I started off this summer in a wonderful way -going to the gym each day, eating thoughtfully even if not healthily, appreciating what my body could do as much as it looks, and generally being aware of my needs and wants.

And then life got in the way, as it often does. And, as the summer progressed, I found myself avoiding those things I'd instituted into my life that were for my *self*. And the weight that I'd gained overnight this spring when I was put on a new medication just kept increasing. Eventually, I found myself at a new number - one I haven't been at for 5 years.

And, while I've been acknowledging to myself that *I* am more than this new number, and acknowledging that life has gotten in the way, and forgiving myself all of that, I still feel shame. A person close to me noted just this week that I haven't been blogging. I admitted that it's because I'm ashamed of how I am right now - of my size and of my struggle. I feel vulnerable and it's uncomfortable to talk about that vulnerability publicly.

Yet over my years of blogging, I have been both proud of and found it helpful to talk publicly about these issues. There are far too few spaces in which we can truly talk about our bodies without being shamed (much less without feeling internalized shame and fat-phobia). There are far too few places where we can be vulnerable without fear of negative social, personal, or professional consequence.

For me, as a queer, femme woman, there is also an inherent tension  between my identity and the social expectation that my femme body be slim, curvy and, essentially, airbrushed. This leads to all sorts of discomfort in identity: If I'm not slim then am I femme? If I'm femme do I have to be slim? If my curves aren't hourglass, are they attractive? Should I care? If I don't feel comfortable in my body how do I embody my identity- the femininity of femme?

And then I get pulled down rabbit holes of questions and concerns- often becoming overwhelmed and ashamed. This summer reflected that pattern for me.

People don't often comment publicly on this blog. Instead they reach out to me privately via email or in person to tell me that they're struggling with the same issues I'm writing about. These people are my friends, my colleagues, and my family. I realize that by writing publicly about my struggles, that I am giving voice to those who cannot comment publicly. And yet I've still been afraid to do so this summer.
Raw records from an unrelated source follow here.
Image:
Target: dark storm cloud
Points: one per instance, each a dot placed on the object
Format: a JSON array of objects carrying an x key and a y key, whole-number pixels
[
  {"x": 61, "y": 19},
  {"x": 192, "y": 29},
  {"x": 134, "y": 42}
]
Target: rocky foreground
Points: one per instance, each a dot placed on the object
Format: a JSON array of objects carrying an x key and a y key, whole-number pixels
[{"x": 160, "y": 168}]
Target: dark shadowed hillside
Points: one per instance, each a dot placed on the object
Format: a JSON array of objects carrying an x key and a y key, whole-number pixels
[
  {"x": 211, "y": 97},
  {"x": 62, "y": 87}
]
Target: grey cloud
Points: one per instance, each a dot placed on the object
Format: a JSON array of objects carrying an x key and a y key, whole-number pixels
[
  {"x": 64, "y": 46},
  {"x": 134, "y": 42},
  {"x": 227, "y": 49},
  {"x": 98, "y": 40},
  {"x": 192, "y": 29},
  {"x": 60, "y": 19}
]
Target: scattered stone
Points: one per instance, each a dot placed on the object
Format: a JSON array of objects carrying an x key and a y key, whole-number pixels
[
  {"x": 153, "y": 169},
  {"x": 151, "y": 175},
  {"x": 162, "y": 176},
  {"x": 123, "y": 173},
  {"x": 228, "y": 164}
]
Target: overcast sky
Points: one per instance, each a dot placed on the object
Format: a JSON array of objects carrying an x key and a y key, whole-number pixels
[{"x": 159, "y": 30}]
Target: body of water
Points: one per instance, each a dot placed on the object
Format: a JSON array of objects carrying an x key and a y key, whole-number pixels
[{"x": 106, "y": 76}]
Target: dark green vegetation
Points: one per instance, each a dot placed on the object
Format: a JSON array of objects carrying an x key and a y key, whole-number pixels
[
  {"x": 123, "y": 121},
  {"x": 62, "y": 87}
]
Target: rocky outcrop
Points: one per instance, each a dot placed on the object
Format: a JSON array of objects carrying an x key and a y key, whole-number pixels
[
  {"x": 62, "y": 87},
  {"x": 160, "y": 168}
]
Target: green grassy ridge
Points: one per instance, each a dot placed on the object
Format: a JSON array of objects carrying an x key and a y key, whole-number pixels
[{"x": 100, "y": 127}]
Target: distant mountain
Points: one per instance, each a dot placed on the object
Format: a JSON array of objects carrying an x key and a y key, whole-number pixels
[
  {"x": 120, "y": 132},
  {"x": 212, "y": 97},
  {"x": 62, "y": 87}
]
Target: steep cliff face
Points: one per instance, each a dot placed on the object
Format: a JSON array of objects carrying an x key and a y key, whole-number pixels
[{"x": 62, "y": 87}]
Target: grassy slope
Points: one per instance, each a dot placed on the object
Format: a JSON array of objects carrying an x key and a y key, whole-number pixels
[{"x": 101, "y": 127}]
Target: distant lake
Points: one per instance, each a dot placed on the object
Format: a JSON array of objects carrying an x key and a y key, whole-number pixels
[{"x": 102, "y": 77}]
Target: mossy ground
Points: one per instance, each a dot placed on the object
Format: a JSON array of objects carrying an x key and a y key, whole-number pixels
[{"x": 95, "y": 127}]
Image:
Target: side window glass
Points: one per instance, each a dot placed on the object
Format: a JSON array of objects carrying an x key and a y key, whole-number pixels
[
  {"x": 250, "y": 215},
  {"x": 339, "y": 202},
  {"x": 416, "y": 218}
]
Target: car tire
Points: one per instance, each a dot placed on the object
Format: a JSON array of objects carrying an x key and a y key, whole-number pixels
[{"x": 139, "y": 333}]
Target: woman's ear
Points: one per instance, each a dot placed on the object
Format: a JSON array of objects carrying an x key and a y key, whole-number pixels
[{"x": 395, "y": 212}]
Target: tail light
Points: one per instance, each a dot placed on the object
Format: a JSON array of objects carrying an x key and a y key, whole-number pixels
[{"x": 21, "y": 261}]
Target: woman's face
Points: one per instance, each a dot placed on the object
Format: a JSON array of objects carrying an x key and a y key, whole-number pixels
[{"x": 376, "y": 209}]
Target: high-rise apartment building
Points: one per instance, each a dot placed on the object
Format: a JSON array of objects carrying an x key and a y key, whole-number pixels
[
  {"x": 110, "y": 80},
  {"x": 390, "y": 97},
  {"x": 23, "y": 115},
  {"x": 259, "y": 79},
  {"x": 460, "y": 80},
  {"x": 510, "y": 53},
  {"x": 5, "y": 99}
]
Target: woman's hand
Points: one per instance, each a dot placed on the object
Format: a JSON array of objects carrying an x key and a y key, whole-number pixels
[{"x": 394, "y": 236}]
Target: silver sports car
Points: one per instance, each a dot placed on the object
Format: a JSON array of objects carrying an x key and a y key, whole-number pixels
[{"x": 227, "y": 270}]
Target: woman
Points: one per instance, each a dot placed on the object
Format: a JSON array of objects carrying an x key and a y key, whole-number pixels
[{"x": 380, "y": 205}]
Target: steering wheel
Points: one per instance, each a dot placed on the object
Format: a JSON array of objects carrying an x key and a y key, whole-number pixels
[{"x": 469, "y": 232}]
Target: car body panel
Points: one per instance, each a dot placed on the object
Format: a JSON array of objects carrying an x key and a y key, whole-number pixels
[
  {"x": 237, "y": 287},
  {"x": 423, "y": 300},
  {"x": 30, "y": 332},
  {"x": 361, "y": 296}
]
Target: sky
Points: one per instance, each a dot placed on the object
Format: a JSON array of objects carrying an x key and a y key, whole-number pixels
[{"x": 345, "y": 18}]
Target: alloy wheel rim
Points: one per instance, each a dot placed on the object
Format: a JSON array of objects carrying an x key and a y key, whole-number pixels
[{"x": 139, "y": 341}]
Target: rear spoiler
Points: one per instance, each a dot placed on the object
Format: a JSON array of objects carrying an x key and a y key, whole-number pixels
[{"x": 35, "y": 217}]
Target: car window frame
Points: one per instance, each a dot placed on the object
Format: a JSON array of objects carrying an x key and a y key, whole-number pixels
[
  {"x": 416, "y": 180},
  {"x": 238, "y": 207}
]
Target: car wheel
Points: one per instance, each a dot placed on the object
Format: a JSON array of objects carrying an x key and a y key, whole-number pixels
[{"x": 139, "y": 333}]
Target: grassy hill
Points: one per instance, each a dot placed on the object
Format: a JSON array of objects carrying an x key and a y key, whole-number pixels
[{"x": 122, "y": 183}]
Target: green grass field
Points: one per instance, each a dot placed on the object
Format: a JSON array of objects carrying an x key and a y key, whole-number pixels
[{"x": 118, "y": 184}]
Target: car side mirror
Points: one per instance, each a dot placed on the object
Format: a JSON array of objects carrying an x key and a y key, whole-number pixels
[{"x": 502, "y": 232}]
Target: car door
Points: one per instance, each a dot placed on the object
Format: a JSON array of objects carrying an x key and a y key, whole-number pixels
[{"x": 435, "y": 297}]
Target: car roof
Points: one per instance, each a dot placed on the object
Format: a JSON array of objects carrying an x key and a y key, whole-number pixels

Yesterday I was forwarded  a video that's going viral about a news anchor who was "called out" on being fat by a viewer. She used that opportunity to make a public statement about the discrimination and bullying of fat people. While I appreciated her commentary on bullying, what resonated the most about the video was the moment where she asked that viewer if he truly thinks that she doesn't know she is overweight.

I wanted to simultaneously applaud and cry at that point because that's the story of my life. People assume that because you're overweight you don't know any better. Or, better yet, that you just don't try hard enough. They assume that you're lazy, that losing weight is easy physically and emotionally, and that if you don't you lose weight then you must not want it enough. But they don't know about your life, your history, or your body.

I have struggled with the weight of weight for all of my life. It gets easier over time and yet it's always difficult. As I find myself coming into this fall -once again overweight and struggling- I have to remember that this is a journey and for me it needs to be a public journey. I gain personal strength by acknowledging to myself and to my community the struggles that I navigate through each day. And, I draw strength from the encouragements I receive when I hear other people's challenges. I also hope that my blogging contributes to unraveling the silent shame that accompanies fat-phobia and sexism. And I hope if makes folks feel like they're not alone.

So, I'm picking up the pen again (so to speak) and as I move through this fall and you can expect to see more writing from me about identity, body, shame, pride, eating, and feeling. And, yes, I'll be talking about this process even when I feel vulnerable for all the fat girls (and guys) out there.